I was ready. I was finally motivated to improve my health, this time not for vanity. That day, I stopped taking my health for granted and started prioritizing taking care of myself. As Cate says, “you can’t pour from an empty cup” and I’d been carrying an empty cup for the last few years without realizing it was bone dry. I was already practicing meditation and taking my dog for daily walks, but I added new habits into my life, too. I made a point to incorporate more vegetables into my meals – at least 3 servings of vegetables everyday (ideally something with every meal). I upped my water intake. I practiced yoga before bed to lower my stress levels and try to improve my sleep. At the start of this year, I joined Cate’s juice challenge and, later, the 30 Day Challenge with no booze, gluten or sugar. I started jogging a few days a week and started taking short walks throughout my day to get away from my laptop and move my body more than once every four hours. I incorporated YouTube workout videos and sessions with Cate into my week.
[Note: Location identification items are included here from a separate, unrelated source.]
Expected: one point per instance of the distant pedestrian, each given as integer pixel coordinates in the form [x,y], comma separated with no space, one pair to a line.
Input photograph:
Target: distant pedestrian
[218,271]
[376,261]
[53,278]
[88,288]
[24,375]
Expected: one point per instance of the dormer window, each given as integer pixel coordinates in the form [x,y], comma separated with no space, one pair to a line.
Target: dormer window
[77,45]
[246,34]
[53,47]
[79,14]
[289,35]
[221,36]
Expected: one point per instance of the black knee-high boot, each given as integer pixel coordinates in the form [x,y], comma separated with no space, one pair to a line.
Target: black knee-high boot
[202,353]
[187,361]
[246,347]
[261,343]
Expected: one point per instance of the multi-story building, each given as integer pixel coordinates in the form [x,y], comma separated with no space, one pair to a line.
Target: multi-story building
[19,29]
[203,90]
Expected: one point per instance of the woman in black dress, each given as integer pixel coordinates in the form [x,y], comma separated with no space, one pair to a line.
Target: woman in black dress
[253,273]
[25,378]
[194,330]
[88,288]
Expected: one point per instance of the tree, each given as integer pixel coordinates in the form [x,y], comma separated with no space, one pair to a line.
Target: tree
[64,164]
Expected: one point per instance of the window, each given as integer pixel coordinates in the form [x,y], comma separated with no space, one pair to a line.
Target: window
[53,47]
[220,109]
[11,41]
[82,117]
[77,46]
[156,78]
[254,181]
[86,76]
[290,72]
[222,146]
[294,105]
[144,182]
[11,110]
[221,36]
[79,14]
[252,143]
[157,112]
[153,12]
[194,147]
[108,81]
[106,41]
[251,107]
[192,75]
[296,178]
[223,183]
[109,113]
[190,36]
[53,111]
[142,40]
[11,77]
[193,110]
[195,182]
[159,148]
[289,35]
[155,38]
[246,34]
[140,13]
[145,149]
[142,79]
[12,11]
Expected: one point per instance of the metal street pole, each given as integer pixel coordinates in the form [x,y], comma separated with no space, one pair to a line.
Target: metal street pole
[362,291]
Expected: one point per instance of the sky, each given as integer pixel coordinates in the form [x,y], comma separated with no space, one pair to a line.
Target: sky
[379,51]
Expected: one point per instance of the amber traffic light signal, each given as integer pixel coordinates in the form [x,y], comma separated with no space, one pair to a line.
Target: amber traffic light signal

These days, I read before bed instead of numbing out to Netflix and Instagram.
I’m only a few months into taking better care of myself, but I finally understand that it is a practice to revisit everyday, not a goal that needs to be achieved. And the by-product of my new practice? I’m gradually lowering my blood pressure numbers; I still have a few digits to go to be in the “healthy” range but I’m moving in the right direction. I’m more patient with challenges that arise and more centered when dealing with difficult personalities and life’s stressors. I’m more present, especially with my family. I still fall down the rabbit hole of what-could-go-wrong scenarios from time to time, but they are fewer and farther between. I finally feel comfortable in my own skin, in how I feel.
I never thought I’d say this, but I look forward to my morning workouts with Cate now and I am not a morning person; we’ve made them 30min which feels do-able on busy mornings when I also have to wrangle my 5 y/o to get ready for preschool and start working before 9am (and my husband is out of the house before we even wake up). I’m eating more balanced meals so I find myself less snack-y during the day. I still meditate every morning because I like the quiet time and the soothing voices on the Insight Timer app. I practice yoga as often as I can and have begun to really look forward to making this time for myself at night (instead of Netflix or snacks or wine or the mindless Instagram scroll). And, most importantly, I finally understand that health isn’t just my physical body, it’s also my mind and spirit so I make a point to nurture all parts of myself as often as I can. Like everything and everyone, I’m a work in progress but I’m feeling more optimistic about my journey these days.